I have a faint, uncertain recollection that I may have written something along these lines before, but since it came up in conversation recently ... realinterrobang said something about how (literally) in-credible a prediction would have been a dozen years ago, that nowadays we would be having national and international conversations about whether torture is justifiable -- that there'd be any real question, anybody supporting it ... and she mentioned the latest politician to have come out spouting torture-apologia, and my reaction was something like, "In a sane world, for a politician to speak out in favour of torture would be his 'but you fuck just one goat' moment," referring to this old joke:
A tourist visiting Scotland spots a man drinking by himself in a pub, looking depressed. The tourist asks him what the trouble is. "Well, me name's MacGregor, and I'm a stone mason by trade. See that pier in the harbor? I built it meself. Took over a year. But do they call me 'MacGregor the Pier Builder?' Nae. And take a look at the roads in this town. Built most of 'em meself. Took years. But do they call me 'MacGregor the Road Builder?' Nah. But you fuck just one goat..."
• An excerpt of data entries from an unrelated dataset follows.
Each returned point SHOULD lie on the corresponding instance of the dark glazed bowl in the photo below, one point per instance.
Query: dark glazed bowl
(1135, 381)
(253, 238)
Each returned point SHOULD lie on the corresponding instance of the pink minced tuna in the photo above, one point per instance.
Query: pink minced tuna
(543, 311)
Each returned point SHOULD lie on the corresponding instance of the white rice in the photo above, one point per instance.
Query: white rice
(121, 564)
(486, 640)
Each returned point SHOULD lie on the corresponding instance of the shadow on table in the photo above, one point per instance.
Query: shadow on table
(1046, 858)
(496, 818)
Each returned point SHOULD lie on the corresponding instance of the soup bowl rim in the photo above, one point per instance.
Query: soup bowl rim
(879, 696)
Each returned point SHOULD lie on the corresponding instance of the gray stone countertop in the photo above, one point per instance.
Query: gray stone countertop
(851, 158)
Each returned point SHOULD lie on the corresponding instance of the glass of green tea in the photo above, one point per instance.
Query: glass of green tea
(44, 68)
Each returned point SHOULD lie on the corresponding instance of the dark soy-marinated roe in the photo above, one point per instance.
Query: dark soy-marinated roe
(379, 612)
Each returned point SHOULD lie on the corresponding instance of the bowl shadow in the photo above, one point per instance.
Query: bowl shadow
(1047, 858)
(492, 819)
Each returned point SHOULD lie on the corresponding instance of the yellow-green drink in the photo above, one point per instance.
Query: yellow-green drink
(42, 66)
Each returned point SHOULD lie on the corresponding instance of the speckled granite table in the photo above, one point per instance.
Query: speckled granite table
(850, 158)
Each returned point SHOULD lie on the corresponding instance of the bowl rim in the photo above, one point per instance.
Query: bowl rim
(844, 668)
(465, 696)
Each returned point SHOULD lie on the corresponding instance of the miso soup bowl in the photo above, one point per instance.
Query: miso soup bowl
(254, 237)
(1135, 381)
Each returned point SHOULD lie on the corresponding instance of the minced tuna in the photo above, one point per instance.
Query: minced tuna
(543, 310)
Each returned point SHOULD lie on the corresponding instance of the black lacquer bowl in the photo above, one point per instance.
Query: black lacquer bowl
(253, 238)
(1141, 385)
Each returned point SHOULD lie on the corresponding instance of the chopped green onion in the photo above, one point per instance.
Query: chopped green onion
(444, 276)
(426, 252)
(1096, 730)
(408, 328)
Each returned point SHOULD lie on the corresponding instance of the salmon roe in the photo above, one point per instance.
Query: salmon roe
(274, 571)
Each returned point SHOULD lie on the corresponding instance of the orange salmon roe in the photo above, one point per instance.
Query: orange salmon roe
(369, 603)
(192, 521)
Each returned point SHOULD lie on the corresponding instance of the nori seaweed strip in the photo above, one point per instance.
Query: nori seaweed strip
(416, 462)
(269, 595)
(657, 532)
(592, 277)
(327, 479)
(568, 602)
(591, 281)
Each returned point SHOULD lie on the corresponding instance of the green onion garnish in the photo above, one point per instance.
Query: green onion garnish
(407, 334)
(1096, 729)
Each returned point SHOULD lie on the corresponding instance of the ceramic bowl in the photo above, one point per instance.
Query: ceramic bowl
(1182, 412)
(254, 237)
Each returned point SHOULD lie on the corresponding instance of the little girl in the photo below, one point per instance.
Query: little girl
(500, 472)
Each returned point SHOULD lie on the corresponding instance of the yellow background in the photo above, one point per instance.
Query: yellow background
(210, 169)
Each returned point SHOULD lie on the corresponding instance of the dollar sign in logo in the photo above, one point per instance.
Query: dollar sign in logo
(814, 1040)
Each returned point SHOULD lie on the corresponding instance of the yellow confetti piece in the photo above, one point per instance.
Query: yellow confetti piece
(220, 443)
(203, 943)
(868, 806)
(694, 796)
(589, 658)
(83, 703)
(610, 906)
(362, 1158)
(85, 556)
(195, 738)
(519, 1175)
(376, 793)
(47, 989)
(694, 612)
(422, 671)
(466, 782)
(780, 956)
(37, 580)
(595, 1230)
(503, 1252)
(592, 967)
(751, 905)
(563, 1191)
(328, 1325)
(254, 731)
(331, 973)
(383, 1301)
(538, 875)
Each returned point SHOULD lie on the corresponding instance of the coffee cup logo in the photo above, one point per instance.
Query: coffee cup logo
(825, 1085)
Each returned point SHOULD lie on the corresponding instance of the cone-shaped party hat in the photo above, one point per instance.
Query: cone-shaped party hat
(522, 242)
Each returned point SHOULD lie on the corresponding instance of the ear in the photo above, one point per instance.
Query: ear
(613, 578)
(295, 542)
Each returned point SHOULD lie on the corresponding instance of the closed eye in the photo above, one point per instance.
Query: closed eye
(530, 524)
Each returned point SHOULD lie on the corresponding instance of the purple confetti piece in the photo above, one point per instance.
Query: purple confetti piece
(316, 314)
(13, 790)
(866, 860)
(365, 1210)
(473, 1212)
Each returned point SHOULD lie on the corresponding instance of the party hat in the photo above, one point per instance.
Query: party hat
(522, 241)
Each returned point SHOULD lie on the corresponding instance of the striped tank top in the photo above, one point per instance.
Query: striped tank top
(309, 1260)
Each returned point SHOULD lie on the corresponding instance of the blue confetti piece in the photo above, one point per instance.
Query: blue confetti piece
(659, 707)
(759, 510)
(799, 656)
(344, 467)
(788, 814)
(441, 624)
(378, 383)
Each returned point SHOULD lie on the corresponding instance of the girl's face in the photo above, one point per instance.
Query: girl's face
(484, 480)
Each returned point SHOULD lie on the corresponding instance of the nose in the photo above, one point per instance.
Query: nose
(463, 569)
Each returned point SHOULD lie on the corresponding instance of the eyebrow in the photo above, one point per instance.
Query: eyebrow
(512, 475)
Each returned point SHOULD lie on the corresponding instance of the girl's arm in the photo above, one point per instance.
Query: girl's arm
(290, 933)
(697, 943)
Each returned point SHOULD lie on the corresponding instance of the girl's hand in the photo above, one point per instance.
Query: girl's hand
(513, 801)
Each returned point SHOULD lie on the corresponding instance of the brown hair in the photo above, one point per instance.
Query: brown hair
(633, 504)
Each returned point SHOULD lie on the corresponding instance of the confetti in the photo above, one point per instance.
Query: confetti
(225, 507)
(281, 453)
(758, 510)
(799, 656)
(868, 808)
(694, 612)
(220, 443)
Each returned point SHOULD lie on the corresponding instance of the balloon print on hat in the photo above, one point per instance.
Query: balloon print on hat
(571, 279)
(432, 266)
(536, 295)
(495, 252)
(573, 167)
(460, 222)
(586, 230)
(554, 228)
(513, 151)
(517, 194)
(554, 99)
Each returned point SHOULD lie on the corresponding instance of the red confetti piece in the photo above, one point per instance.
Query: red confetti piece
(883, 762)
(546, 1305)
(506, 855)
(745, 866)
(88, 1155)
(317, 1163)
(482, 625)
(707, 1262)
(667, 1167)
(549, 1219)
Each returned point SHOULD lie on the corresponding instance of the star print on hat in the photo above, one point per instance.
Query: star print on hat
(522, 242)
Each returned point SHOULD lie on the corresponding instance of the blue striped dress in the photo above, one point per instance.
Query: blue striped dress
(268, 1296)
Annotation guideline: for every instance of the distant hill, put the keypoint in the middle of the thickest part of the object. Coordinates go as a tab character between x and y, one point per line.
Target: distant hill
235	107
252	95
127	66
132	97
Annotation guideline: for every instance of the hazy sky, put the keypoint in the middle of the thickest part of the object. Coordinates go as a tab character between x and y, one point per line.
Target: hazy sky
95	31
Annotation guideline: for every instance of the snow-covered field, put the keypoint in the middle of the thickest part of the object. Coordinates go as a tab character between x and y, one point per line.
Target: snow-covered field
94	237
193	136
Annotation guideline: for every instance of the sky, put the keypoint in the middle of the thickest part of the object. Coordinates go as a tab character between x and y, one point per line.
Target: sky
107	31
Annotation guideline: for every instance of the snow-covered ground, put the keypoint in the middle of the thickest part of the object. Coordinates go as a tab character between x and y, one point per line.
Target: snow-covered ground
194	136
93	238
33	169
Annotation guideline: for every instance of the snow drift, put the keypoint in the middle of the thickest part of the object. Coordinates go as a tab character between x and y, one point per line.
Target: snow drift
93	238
Now I was going to write about torture, and what it means that, as a culture, we are having this conversation and People Accustomed To Being Taken Seriously As Leaders (or potential leaders) are among those trying to excuse it, but I got sidetracked. You see, I googled the key phrase to make sure I wasn't screwing up the joke somehow due to not having heard it for several years, and while I waited for my sssllloooooooww computer to load relevant-looking pages, I also clicked on some links on my friendspage/readinglist, and was startled to realize that there was a story showing up in both places:
A gubernatorial candidate in Georgia, a morals-and-no-abortions kinda guy, casually reveals that he's had sex with a mule and considers it not a big deal with respect to his reputation and his political aspirations.
Now I suppose polls will show whether he's right about the political impact of his mule-loving coming-out or not. but the synchronicity was distracting regardless. Anyhow, the moral, ethical, religious, symbolic, and psychiatric significance-or-lack-thereof of the bestiality aside, the bigger questions in my mind are whether we-as-a-culture have a long enough attention span for anything to be a "you fuck just one goat" scandal for a politician (sticky-looking memes like "Keating Five" seem to have lost some of their stick recently), and what do we have to do to get advocating torture on the goatfucking-equivalents list? Not so much for action-movie fans trying to have a philosophical debate after a couple pitchers of beer, or college freshmen trying to figure out where the corners are in philosophy class, but for politicians, those who we trust to make and implement policies on our behalf, representing us.